Tables
Tables define the structure for your data.
You can load new data into your tables or reference data in an existing location. You can define fine-grained access control permissions on tables by creating table permissions.
Tables can either be external or managed.
External tables
An external table defines a structure for data that's stored in a location not managed by Oracle AI Data Platform. When you create an external table in the AI Data Platform, the metadata life cycle is managed by Oracle AI Data Platform. When you delete an external table, only the table definition is deleted. The data referenced by the external table isn't deleted.
Additional IAM policies are required for external tables. For more information, see IAM Policies for Oracle AI Data Platform.
Managed Tables
A managed table defines a structure for data that's stored within the AI Data Platform and can only be accessed by AI Data Platform users.

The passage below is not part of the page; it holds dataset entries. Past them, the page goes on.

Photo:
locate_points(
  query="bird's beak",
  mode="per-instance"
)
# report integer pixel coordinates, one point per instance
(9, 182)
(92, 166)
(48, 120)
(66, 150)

When you delete a managed table, the table definition and the table data is deleted.
Supported Table Formats
Format | Description | Usage |
---|---|---|
Comma-separated-values (CSV) | Data is stored as a text file with a specified row based file format to structure the data. Typically, the first row in the file is a header row that contains columns names for the data. | Used to exchange tabular data between systems. Each row in the file is a row in a table. |
JavaScript Object Notation (JSON) | Data is stored in a standard text-based format for representing structured data based on JavaScript object syntax. JSON supports lists of objects or hierarchical structures. | Used in stream applications. JSON simplifies the storage of related data with complex relationships in a single document and avoids chaotic list conversion to a relational data model. Note that JSON isn't splittable. |
Avro | Data is stored in a row based binary format while the schema is stored in JSON format to minimize file size and maximize efficiency. Avro has reliable support for schema evolution by managing added, missing, and changed fields. This lets old software to read new data, and new software to read old data. Also known as the data serialization system. | Used for data storage as avro files are splittable and compressible. The serialized row-based storage is ideal for heavy write transaction, such as inserting data into AI Data Platform. Avro is also a good choice when schema evolution is critical during high speed writes. |
Parquet | Data is stored in a columnar data format and is highly compressible and splittable. Parquet is optimized for the paradigm Write Once Read Many (WORM). It writes slowly but reads incredibly quickly, especially when you only access a subset of columns. | Used for solving Big Data problems as compression algorithms work better with columnar data format. You can store Big Data in various formats, such as images, videos, documents, and structured data tables. Parquet is a good choice for heavy workloads when reading portions of data. For example, when the dataset has many columns, but you only want to access a subset of columns. Ideal when you're dependent on Spark or when you want several services to access the same data stored in Object Storage. |
Optimized Row Columnar (ORC) | Data is stored in collections of rows in a single file in columnar format. | Used for parallel processing of row collections across a cluster. Ideal when read transactions are more than write transactions or when compression is priority. |
Delta | Data is stored in a columnar format that extends Parquet data files with a JSON file-based transaction log for ACID transactions and scalable metadata handling. | Used for transaction support. |
Limitations
The following limitations apply to tables in Oracle AI Data Platform:
- You cannot define an external table on any data files or directories within/on a volume.
- You cannot define an external table on a bucket and/or its directory that is already used for another external table or external volume
- Views cannot be viewed/listed in the Master Catalog.
Edit a Table
You can modify details of tables you manage.
- Navigate to your schema.
- Select the Tables tab.
- Next to the table you want to edit click
Actions.
- Click Rename to change your table's name. Enter a new name and press Enter.
- Click Edit Description to change your table's description. Provide the new description and click Save.